The move comes in part due to the fire district’s decision to upgrade to a new ambulance. The department received a $100,000 grant from the state to help purchase the new ambulance on the condition that the old one was donated to a nonprofit organization. The ambulance will be used primarily as a simple medical transport, assisting locals in meeting their appointments at hospitals and clinics for free. The ambulance represents a significant upgrade over the area’s current methods of medical transportation.

“The nearest hospital is about two hours away,” said Maggie Ducayet, founding director of Summit in Honduras, which has been providing outreach to the area since 2005. “When there was a need for someone to be transported they would be put in the back of a pickup truck or the back of a car. This ambulance is a game-changer for everybody.”

The ambulance received an in-kind inspection from Specialized Truck & SUV in Frisco and a blessing from the St. John the Baptist Episcopal Church this weekend. It’s ready to be transported as soon as all the donation paperwork is finalized. The plan is for the fire district to drive the vehicle to Houston, where it will be shipped on a boat to Honduras.

The ambulance isn’t the only piece of equipment that will be sent. Once word got out about the ambulance, the fire district received a variety of peripheral donations from other fire departments around the Western Slope, including bunker gear, EMS equipment and more.

“We received hard and soft goods from fire departments from here to the Roaring Fork Valley,” said Hoehn. “The ambulance isn’t going down empty.”

This isn’t the first experience the fire district has in foreign countries. About 15 years ago the district donated a fire engine to Cambodia through the Douglas Mendel Cambodian Relief Fund. Nor is it the first experience the group has in Honduras specifically. Annual trips for firefighters began in January 2017 — in partnership with Summit in Honduras and the Summit Rotary Club — primarily to a town called Santa Barbara about two hours east from La Entrada. Over the last two years firefighters with the district have made four trips, providing equipment and training for the area’s local firefighters and EMS, and visiting the local orphanage and surrounding villages to conduct well-child checkups and teach fire safety, among other efforts.

The group’s most recent trip was in January this year. Firefighter and paramedic John Zeising is scheduled to return on a medical mission in May. The missions are entirely volunteer based, with firefighters making the trips on their own time and paying for the journey through fundraising efforts at the department.
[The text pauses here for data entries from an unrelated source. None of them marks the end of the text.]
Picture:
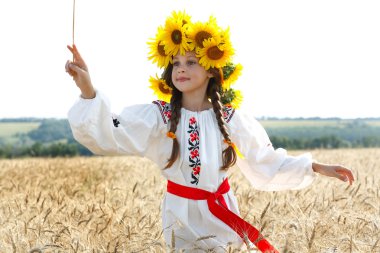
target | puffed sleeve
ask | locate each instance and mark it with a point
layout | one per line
(266, 168)
(138, 130)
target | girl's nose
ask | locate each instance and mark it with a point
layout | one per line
(180, 69)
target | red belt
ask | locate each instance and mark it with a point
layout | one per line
(240, 226)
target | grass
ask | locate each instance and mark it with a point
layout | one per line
(8, 129)
(112, 204)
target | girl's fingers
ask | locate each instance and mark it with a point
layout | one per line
(345, 175)
(348, 173)
(77, 57)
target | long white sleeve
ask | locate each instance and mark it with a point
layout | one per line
(266, 168)
(138, 130)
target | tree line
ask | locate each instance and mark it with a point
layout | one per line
(54, 138)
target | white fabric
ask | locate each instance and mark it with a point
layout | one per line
(142, 132)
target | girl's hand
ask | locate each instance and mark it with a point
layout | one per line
(79, 71)
(337, 171)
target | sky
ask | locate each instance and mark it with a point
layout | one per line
(301, 58)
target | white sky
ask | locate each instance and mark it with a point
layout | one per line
(301, 58)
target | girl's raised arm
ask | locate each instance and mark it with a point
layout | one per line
(79, 71)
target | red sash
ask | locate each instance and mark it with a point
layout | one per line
(240, 226)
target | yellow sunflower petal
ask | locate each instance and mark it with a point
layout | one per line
(215, 54)
(174, 38)
(199, 32)
(182, 16)
(161, 89)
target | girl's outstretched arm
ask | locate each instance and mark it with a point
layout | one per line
(79, 71)
(337, 171)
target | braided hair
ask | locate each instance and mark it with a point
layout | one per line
(213, 92)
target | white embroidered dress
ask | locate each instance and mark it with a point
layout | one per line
(141, 130)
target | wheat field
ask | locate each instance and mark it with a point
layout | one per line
(112, 204)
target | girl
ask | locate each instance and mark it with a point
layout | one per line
(195, 138)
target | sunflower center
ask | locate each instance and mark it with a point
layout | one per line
(164, 88)
(161, 50)
(200, 37)
(177, 37)
(214, 53)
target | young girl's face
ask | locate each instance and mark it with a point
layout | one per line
(188, 76)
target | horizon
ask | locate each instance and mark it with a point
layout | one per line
(300, 58)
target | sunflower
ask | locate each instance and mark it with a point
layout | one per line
(232, 97)
(157, 52)
(161, 89)
(174, 37)
(200, 32)
(231, 73)
(215, 53)
(182, 16)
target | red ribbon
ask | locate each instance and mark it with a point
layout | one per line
(240, 226)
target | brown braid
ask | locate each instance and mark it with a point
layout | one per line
(229, 154)
(176, 104)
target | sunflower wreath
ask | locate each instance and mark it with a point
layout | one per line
(211, 45)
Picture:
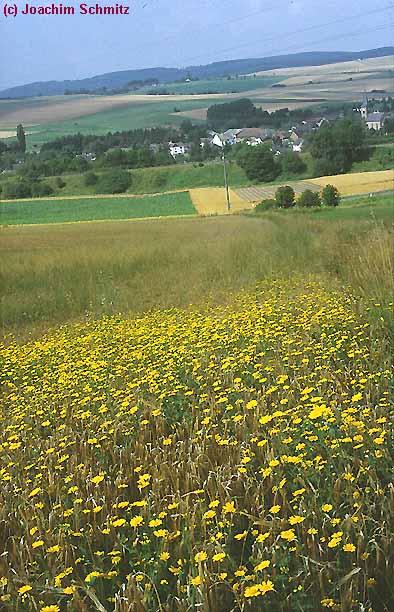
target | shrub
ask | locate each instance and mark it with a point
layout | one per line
(90, 179)
(285, 197)
(116, 181)
(292, 163)
(258, 163)
(267, 204)
(330, 196)
(309, 199)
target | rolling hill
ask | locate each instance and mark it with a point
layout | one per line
(119, 79)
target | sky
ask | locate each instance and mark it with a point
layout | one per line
(181, 33)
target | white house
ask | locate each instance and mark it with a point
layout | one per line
(375, 121)
(177, 148)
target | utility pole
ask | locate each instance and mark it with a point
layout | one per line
(219, 143)
(226, 182)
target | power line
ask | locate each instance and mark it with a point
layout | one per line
(294, 32)
(189, 27)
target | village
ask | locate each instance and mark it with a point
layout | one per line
(292, 139)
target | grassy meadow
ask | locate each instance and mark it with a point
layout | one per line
(130, 116)
(220, 86)
(196, 414)
(42, 211)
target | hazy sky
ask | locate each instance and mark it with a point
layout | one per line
(181, 33)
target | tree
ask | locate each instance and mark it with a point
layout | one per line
(309, 199)
(41, 190)
(330, 196)
(90, 179)
(264, 205)
(335, 146)
(16, 190)
(21, 138)
(116, 181)
(292, 163)
(285, 197)
(259, 163)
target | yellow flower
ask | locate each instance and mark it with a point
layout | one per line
(35, 492)
(92, 575)
(24, 589)
(69, 590)
(228, 508)
(288, 535)
(295, 520)
(261, 566)
(259, 589)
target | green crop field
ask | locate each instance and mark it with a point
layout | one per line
(89, 209)
(224, 86)
(156, 180)
(129, 117)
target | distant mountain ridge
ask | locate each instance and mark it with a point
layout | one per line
(119, 79)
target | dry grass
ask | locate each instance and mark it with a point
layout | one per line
(52, 274)
(212, 201)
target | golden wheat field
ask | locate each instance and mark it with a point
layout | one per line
(229, 458)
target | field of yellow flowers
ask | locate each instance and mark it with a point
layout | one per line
(233, 458)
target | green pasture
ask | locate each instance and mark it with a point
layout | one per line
(225, 86)
(94, 209)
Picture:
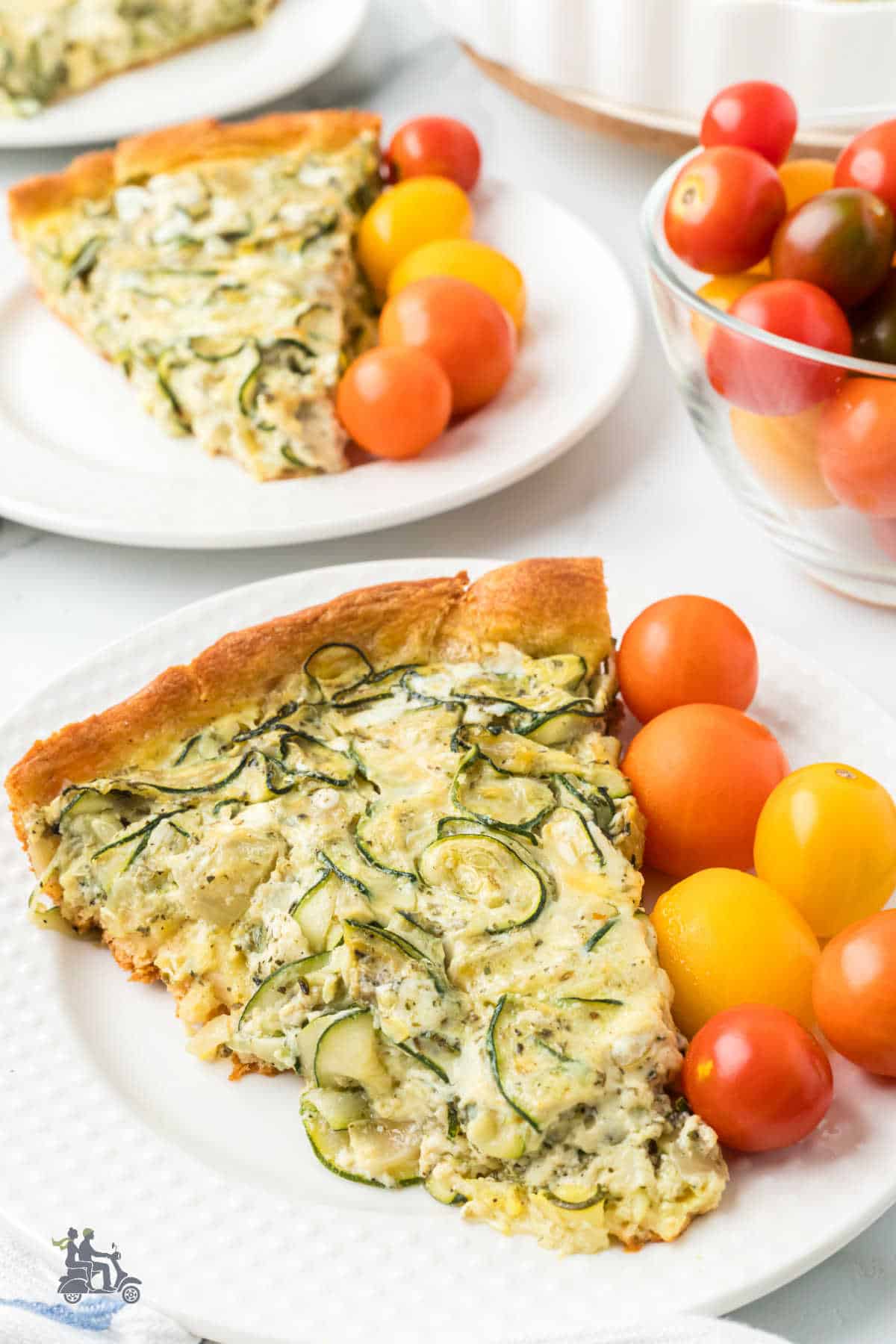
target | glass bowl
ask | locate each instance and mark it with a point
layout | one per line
(771, 463)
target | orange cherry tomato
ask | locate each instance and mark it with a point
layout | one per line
(702, 774)
(783, 453)
(394, 402)
(687, 651)
(435, 147)
(754, 114)
(723, 210)
(857, 445)
(758, 1078)
(803, 179)
(855, 994)
(461, 327)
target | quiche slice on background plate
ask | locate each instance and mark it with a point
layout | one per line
(385, 843)
(53, 49)
(214, 265)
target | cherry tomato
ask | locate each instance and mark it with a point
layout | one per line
(803, 179)
(869, 161)
(724, 939)
(435, 147)
(773, 382)
(783, 453)
(687, 651)
(394, 401)
(827, 840)
(841, 241)
(874, 324)
(855, 992)
(702, 774)
(723, 210)
(408, 217)
(884, 532)
(722, 292)
(755, 116)
(758, 1078)
(857, 445)
(467, 260)
(460, 326)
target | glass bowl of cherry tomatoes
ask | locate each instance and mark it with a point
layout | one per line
(774, 289)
And while there’s a clear utility in the trips for the locals in Santa Barbara, La Entrada and surrounding towns, there are also benefits for the firefighters who choose to go.

“It’s been fantastic in both directions,” said Chief Jim Keating. “The people we send down there get a huge confidence builder you couldn’t replicate here. It presents challenges and gets them to work through those challenges. It reveals challenges they haven’t tapped before, and you have to dig harder to get the message and training across. It builds confidence in what they do, and what they can come back and do in our own organization.”

No plans have been laid in stone for 2020, though Hoehn said the department intends to send another group of firefighters back annually from this point forward.

“Our first trip we went down because we had a spirit of adventure, and we wanted to see a different country and experience a new culture,” said Hoehn. “I can speak for all of us that we were smacked upside the head with the experience, and the interactions we had with the citizens of Honduras. People are fighting for survival, but you get a sense that the people we interacted with were extremely content and happy. It’s a moving experience.”